I called a local church who enthusiastically promoted their social justice programs. When I spoke to their pastor, the response was merely: “Well we have women’s Bible study she could join.”
While Bible study is vital, and this lady may have wanted the kind of help the pastor claimed to give, his solution revealed their true mission. That was disappointing.
What happened to the churches who do the work of love? What happened to churches who do something outside the box of “programs?”
This approach is better: “Love is for today, programs are for the future.” People not only need verses about help, they need real help! They need someone who values their human dignity—the image of God—and responds accordingly.
We moved on, persisted, and, with a different church, found help for this mother of three.

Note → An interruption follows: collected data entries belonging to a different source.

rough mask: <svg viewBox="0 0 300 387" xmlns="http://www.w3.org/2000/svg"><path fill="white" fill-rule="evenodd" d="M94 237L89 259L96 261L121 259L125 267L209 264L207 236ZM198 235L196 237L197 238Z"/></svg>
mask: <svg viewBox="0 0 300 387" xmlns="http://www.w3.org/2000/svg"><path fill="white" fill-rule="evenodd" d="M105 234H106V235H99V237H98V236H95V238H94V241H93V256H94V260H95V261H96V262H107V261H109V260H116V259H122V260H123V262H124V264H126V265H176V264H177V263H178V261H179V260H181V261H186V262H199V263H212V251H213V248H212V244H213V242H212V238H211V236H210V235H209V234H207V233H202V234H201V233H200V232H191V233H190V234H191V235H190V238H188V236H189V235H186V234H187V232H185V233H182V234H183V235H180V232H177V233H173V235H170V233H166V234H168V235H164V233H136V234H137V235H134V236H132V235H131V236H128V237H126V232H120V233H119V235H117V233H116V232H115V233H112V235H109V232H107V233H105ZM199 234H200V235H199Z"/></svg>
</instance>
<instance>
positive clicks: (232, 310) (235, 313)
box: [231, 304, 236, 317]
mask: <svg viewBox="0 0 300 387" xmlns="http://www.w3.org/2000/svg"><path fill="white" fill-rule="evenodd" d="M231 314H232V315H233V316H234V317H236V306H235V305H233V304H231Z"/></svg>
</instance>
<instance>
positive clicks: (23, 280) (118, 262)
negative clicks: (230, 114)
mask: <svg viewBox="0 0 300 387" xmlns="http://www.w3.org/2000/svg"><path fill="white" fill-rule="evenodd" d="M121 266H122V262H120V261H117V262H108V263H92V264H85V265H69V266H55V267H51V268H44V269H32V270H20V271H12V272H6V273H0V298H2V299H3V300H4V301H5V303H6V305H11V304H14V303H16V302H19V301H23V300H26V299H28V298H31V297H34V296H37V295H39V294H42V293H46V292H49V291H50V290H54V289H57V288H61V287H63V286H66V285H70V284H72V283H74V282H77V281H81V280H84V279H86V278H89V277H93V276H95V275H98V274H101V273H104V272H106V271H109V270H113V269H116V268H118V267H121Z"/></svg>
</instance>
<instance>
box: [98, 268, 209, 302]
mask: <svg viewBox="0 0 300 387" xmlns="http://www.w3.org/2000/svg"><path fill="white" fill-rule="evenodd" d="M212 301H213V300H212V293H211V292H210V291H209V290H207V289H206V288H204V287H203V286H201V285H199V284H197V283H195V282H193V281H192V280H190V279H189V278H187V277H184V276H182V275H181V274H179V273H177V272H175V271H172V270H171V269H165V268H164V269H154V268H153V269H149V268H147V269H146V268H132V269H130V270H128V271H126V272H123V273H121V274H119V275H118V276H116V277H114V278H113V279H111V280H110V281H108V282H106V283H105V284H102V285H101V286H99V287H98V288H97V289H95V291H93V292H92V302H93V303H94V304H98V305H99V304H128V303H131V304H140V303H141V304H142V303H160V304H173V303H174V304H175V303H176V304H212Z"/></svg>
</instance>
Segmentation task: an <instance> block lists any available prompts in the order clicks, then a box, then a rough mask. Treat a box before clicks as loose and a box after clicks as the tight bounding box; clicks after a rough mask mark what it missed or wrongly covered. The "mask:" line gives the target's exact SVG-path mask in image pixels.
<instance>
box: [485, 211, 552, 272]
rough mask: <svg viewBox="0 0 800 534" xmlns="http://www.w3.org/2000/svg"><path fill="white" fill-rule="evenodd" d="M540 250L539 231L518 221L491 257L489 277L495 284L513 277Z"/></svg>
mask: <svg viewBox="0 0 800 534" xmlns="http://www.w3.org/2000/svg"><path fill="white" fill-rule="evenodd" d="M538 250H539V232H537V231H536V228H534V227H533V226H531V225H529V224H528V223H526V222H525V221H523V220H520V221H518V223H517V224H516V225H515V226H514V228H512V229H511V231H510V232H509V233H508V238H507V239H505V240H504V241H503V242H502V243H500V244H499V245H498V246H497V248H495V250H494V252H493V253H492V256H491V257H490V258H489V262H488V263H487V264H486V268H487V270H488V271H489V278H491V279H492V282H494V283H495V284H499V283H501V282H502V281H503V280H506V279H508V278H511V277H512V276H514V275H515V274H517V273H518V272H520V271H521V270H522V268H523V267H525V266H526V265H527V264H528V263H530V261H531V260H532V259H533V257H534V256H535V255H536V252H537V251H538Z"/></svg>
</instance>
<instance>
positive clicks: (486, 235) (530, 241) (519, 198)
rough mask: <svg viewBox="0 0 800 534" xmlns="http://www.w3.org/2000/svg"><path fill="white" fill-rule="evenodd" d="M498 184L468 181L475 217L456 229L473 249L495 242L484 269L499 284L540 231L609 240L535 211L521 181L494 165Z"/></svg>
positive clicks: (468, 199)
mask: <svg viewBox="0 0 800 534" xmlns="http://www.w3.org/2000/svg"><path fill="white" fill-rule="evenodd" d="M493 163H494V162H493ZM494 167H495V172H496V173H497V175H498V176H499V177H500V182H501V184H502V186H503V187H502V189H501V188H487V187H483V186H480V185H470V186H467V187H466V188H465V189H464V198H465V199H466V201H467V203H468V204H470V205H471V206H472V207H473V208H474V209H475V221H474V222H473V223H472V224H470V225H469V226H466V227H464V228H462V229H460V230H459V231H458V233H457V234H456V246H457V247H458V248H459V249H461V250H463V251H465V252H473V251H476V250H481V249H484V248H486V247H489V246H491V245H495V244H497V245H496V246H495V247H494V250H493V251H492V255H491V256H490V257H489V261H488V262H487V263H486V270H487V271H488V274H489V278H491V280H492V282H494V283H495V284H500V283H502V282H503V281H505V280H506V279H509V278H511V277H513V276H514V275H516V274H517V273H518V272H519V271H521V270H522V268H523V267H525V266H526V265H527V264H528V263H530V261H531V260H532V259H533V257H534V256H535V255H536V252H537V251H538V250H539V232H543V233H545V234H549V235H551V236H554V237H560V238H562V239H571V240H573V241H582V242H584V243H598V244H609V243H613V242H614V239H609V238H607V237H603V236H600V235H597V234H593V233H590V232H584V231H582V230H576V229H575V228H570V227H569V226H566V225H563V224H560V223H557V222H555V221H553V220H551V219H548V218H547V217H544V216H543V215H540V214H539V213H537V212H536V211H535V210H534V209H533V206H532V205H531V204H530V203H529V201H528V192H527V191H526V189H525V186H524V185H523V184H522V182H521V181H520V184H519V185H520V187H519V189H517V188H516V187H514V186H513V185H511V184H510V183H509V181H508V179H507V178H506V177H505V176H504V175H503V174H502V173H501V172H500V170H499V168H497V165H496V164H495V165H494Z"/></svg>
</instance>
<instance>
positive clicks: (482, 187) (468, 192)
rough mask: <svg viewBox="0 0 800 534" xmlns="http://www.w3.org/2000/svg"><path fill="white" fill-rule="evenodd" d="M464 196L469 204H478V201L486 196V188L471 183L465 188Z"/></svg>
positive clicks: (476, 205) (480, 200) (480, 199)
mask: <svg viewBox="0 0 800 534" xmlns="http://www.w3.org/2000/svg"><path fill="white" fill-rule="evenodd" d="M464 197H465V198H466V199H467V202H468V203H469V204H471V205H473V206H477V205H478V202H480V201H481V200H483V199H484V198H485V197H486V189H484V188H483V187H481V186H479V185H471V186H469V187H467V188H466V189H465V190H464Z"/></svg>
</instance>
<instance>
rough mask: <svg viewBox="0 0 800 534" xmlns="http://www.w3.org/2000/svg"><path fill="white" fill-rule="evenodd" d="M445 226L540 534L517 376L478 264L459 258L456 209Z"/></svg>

When we see beyond the surface of a person’s life, we see who they really are. Below the exterior, we see their sacred humanity, we value them, we love them, and we see Christ in them. When we see others as they are, we say thank you to the waitress when our meal is late, we are respectful to customer service when our statements are wrong, and we go out of our way to say a friendly “hi” to our neighbors and colleagues. We become the “expression of God’s kindness: kindness in your face, kindness in your eyes, kindness in your smile, kindness in your warm greeting.”
The only goal that causes self-disentanglement is altruistic love. Meeting the need of another human makes you, you. “I become I through you.” You are most you when you love. Primal love is the solitary and universal way that frees humanity to become true.
You meet the need of another when you see that person beyond the outside. And when you see their uniqueness, there is always more to them than you can perceive. The human person is eternal mystery. Made in the image of God, a human being can never be fully known. This is what makes love’s joy endless.
Love frees us to be true to the eternity of joy. “There are six things that never come to an end: knowing and loving yourself, your neighbor, and God. Since people are subjects and not objects, they are not exhaustible.” 2 Only people are infinite in value. We need God, we need others, we need ourselves. That means that our love has infinite possibilities.